Está lá, na Constituição Federal de 1988: a República Federativa do Brasil é um Estado laico. Ou seja, não tem religião oficial. As pessoas podem ter a fé que bem entenderem, e até mesmo não ter nenhuma. Mas não se pode dar preferência a qualquer uma que seja, por motivos religiosos.

Porém, o debate sobre a legalização do aborto no Brasil se dá como se nosso país não fosse laico. Não há nenhum avanço em direção à garantia deste direito para as mulheres devido à força dos religiosos, tanto no Congresso Nacional (afinal, é dele o poder de legalizar ou não o aborto) como fora dele. Graças a panfletos mentirosos dizendo que Dilma Rousseff iria legalizar o aborto – e também à própria incompetência da campanha petista, que não soube responder às mentiras, mesmo contando com depoimento de pastores evangélicos em apoio a Dilma – que a eleição foi para o segundo turno, dando novo fôlego à campanha de Serra. Aliás, interessante é que Serra declarou-se contra o aborto, depois de já ter sido favorável a ele. Tudo para ganhar votos…

O aborto tem de ser legalizado por uma questão de saúde pública. Não se pode, só porque certas religiões são contrárias, negar um direito para as mulheres que não pertencem a tais credos. Quem acha que o aborto é pecado, que não o faça (afinal, “legalizar” não quer dizer “tornar obrigatório”). Mas deixe quem não acha isso errado abortar de forma segura.

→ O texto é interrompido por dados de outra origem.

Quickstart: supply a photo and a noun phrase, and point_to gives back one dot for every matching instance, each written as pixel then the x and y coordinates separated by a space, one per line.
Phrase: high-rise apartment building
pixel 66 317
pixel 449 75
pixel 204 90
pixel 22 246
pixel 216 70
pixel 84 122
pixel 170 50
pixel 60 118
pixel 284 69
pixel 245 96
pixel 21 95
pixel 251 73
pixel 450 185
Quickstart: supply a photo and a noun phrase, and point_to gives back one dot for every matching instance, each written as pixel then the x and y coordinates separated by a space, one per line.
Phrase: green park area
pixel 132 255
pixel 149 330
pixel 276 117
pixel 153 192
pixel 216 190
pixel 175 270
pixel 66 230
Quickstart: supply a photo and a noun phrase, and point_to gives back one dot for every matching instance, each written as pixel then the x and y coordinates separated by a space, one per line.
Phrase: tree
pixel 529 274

Uma amostra do que passam as mulheres que desejam interromper uma gravidez indesejada onde o aborto é considerado ilegal nos é dada pelo filme romeno “4 Meses, 3 Semanas e 2 Dias” (2007), de Cristian Mungiu. A história se passa em 1987, dois anos antes da derrubada da ditadura de Nicolae Ceausescu. O megalômano ditador queria governar uma grande população, e por conta disso o aborto foi proibido na Romênia. Tal medida resultou em um grande número de crianças deixadas em orfanatos, e muitas foram parar nas ruas das cidades romenas.

Anúncios

6 respostas em “Aborto é questão de saúde pública, não religiosa

  1. Em época de eleições, tudo pode acontecer, se bem que a candidata Dilma disse a mesma coisa que o Plínio na campanha. Eles não são a favor do aborto, mas é questão de saúde pública, ou seja, como deixar que mulheres pobres fiquem à mercê de clínicas clandestinas? As mais abastadas procuram bons médicos e continuam com sua fé inabalável. Não seria contraditório ou é mesmo hipocrisia?
    Eu, como advogada, nunca entendi pq ainda mantemos em nosso preâmbulo as palavras “sob a proteção de Deus”. Quem redige o texto (várias mãos) aproveita para colocar suas crenças no documento que regerá uma nação inteira.
    Interessante ler a análise abaixo, onde são abordados vários aspectos deste tema:
    http://jus2.uol.com.br/doutrina/texto.asp?id=8519

  2. Dando uma amostra do caráter de muitos direitosos, um deles veio aqui defender o besteirol de que “aborto é assassinato”, e ainda postando como anônimo. Obviamente não liberei os três comentários da figura: até parece que não há blogs direitosos (como o daquele carinha da Veja) para ele deixar seus bostejos…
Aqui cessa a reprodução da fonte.